Yanlış aşinalık beyni kandırır

Kişi sonradan belirleme deneyimini yaşadığında, bellek boşluklarını yeni bilgilerle “doldurur”, ancak bu bilginin zaten orijinal belleğin bir parçası olduğu yanlış izlenimi altında kalırlar.

Şimdiye kadar, dejà vu'nun yanlış önsezilerle olduğu kadar postdiction ile de güçlü bir ilişkisi olup olmadığı belirsizdi. Ancak, yayınladıkları yeni çalışma makalesinde Psikonomik Bülten ve İnceleme, Cleary ve meslektaşları şimdi bunun böyle olduğunu bildiriyor ve bunun neden böyle olabileceğini açıklıyor.

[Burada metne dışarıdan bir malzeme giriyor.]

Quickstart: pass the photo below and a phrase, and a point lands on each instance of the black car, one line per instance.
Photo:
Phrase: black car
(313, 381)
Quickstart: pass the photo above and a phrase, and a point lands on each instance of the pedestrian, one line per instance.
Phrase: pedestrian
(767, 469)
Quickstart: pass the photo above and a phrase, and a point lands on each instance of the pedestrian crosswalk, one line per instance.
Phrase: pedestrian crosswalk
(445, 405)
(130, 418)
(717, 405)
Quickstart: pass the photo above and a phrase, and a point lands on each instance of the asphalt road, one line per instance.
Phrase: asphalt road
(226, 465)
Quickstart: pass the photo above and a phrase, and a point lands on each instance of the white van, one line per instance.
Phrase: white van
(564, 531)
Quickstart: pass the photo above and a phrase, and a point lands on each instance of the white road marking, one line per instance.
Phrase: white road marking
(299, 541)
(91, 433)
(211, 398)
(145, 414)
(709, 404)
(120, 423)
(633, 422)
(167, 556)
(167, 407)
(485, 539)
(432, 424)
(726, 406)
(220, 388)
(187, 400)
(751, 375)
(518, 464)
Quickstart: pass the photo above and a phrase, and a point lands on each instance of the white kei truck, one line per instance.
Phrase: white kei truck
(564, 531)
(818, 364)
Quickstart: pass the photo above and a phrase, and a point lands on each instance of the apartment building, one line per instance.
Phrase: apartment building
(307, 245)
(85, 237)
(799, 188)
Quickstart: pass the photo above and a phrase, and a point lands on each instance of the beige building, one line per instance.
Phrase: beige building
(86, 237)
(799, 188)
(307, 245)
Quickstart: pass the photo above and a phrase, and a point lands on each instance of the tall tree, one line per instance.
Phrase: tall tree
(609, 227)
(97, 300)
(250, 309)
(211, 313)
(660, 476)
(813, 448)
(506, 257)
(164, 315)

"Eğer bu bir yanılsamaysa - sadece bir duyguysa - neden insanlar bundan sonra neyin ortaya çıkacağını gerçekten tahmin ettiklerine bu kadar güçlü bir şekilde inanıyor? Bir tür bilişsel yanılsamada bir açıklama olup olmadığını merak ettim ”diyor Cleary.

Araştırmacılar bunu öğrenmek için çalışma katılımcılarına bir sanal gerçeklik sahnesini keşfetme görevi verdiler ve sonra onlara dejà vu deneyimleyip deneyimlemediklerini sordular. Bundan sonra, katılımcılar rastgele sola veya sağa dönen sanal sahneye geri döndüler.

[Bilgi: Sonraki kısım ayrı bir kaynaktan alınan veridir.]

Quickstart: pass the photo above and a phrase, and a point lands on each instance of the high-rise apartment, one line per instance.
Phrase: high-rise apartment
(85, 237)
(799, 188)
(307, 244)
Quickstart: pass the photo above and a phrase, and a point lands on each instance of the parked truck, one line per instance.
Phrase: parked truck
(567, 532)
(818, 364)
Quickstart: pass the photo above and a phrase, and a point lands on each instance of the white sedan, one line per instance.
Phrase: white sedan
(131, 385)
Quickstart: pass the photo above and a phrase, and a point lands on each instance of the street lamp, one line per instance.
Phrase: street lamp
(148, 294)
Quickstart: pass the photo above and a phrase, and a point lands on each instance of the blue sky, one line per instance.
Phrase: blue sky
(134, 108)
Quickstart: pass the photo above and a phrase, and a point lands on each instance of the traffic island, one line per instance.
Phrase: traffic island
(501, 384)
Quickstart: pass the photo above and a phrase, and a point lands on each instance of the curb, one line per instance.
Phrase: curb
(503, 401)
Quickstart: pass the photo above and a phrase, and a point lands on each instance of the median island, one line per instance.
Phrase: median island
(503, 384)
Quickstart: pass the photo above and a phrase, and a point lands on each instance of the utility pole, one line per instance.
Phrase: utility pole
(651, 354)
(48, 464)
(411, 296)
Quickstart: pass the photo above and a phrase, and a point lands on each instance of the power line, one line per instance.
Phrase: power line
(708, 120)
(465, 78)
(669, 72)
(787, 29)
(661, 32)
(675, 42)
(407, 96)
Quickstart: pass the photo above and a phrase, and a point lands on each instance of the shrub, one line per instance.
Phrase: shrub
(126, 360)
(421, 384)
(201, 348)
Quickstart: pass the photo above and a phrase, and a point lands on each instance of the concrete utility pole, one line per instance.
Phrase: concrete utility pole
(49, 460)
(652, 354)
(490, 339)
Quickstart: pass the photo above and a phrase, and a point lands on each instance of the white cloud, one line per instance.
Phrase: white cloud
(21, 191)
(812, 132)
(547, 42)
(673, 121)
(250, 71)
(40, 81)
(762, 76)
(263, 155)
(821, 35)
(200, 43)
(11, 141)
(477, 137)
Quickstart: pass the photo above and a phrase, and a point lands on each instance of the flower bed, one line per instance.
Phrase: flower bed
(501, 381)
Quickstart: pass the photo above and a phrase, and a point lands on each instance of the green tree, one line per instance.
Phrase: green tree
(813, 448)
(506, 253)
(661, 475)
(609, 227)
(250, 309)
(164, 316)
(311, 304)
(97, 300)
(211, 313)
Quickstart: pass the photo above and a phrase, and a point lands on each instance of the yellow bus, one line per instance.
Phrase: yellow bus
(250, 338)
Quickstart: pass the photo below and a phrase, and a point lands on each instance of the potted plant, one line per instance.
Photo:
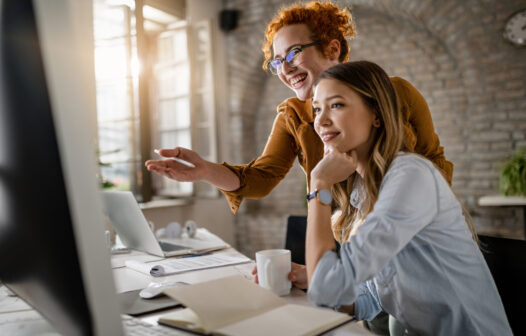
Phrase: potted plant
(513, 175)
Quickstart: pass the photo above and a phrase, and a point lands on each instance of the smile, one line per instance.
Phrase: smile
(328, 136)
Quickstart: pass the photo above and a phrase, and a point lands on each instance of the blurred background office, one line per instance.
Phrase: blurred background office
(189, 73)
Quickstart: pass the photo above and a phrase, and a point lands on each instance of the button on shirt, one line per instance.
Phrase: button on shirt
(414, 257)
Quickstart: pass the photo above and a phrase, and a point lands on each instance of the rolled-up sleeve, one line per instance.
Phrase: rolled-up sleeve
(407, 203)
(259, 177)
(367, 304)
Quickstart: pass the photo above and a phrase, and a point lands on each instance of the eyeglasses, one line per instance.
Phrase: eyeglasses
(291, 58)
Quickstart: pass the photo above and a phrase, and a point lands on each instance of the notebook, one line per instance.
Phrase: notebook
(236, 306)
(135, 233)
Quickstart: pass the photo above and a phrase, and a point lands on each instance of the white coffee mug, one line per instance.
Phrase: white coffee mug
(273, 270)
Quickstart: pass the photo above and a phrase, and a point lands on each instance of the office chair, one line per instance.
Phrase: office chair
(295, 238)
(506, 259)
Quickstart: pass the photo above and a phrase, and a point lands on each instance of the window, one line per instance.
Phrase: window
(154, 90)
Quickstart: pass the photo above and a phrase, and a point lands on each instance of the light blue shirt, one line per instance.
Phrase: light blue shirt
(414, 257)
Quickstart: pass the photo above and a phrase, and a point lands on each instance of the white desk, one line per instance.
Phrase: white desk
(127, 279)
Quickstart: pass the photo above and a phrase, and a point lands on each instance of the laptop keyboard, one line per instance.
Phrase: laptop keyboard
(136, 327)
(168, 247)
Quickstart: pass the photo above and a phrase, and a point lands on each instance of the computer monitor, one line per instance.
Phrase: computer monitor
(52, 247)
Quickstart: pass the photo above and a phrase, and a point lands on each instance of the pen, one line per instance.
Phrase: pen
(194, 255)
(181, 161)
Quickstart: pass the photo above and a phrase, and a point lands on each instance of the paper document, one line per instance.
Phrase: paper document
(236, 306)
(180, 265)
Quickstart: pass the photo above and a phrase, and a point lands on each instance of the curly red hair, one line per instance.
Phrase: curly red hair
(325, 20)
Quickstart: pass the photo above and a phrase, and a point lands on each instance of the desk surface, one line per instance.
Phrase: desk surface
(501, 200)
(127, 279)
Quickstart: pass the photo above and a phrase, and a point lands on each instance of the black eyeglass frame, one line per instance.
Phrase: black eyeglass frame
(291, 54)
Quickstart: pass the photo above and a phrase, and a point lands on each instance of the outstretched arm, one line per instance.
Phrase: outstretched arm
(203, 170)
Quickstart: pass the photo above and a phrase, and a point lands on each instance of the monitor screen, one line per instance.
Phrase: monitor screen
(39, 235)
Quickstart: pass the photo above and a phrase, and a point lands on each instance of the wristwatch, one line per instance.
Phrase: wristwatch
(323, 196)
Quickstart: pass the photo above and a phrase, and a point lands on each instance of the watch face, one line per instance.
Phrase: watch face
(325, 196)
(515, 29)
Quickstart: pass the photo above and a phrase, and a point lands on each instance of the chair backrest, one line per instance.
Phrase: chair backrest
(295, 238)
(506, 259)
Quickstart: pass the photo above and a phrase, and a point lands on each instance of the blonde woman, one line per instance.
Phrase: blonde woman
(406, 246)
(302, 41)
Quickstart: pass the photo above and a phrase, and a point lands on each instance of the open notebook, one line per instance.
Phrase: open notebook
(238, 307)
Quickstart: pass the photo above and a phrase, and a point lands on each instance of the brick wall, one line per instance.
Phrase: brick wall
(451, 51)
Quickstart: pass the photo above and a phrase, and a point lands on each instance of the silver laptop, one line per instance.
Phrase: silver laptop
(135, 233)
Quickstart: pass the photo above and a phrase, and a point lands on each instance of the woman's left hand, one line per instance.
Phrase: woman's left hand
(333, 168)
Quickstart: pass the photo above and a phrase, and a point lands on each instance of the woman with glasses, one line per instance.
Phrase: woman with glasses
(301, 42)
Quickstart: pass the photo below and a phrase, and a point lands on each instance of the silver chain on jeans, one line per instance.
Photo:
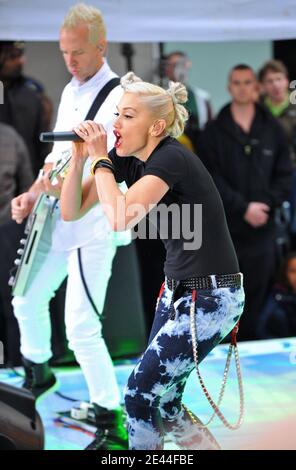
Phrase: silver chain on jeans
(232, 348)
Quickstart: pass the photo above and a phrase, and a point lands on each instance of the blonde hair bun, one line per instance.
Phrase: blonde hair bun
(129, 78)
(178, 92)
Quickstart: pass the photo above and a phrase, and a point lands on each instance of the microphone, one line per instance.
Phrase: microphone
(59, 137)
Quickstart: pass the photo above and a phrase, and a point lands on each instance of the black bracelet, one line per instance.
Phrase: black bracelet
(104, 164)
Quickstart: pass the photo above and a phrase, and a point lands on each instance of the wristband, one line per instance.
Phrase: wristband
(96, 161)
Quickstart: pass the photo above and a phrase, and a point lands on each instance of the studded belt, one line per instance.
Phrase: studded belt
(207, 282)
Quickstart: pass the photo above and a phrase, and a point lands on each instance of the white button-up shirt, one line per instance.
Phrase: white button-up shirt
(75, 103)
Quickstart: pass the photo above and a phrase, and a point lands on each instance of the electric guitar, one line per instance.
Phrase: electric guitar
(38, 227)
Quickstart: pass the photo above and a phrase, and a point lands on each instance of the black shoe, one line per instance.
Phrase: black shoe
(111, 433)
(39, 378)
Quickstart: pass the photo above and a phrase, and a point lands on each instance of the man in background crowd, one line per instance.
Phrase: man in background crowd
(246, 152)
(25, 106)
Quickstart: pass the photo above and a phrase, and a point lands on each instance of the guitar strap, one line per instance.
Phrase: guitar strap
(99, 100)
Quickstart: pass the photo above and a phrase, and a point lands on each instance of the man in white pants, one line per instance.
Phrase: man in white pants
(85, 245)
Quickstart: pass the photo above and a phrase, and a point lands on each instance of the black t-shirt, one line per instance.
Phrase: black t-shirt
(196, 235)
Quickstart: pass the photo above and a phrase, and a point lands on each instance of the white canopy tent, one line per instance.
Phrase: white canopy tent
(157, 20)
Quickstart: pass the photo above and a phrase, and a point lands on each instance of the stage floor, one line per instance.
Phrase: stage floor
(269, 375)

Bu noktada araştırmacılar, katılımcılara olayın bekledikleri gibi gelişip gelişmediğini sordular. Son olarak, başka bir deneyde, ikinci bir katılımcı kohortu, sahnenin dönüşten önce ve sonra kendilerine ne kadar tanıdık geldiğini değerlendirme ek göreviyle aynı eylemler dizisinden geçti.

Araştırmacılar, katılımcılar deja vu deneyimlediklerinde ve aynı zamanda daha sonra ne olacağını tahmin edebileceklerine dair güçlü bir his bildirdiklerinde, bu durumun postdiction olgusuyla güçlü bir şekilde ilişkili olduğunu buldu.

Bu katılımcılar geriye dönüp bakıldığında, sahnedeki dönüşün yönünü doğru bir şekilde tahmin ettiklerine ikna oldular. Ancak, dönüşler rastgele gerçekleştiğinden, araştırmacılar tahmin etmenin neredeyse imkansız olacağını açıkladı.

Cleary ve meslektaşları, yanlış bir tahminin doğruluğuna yönelik bu yanlış inancın muhtemelen deja vu hissinin sağladığı yoğun aşinalık duygusundan kaynaklandığını iddia ediyorlar.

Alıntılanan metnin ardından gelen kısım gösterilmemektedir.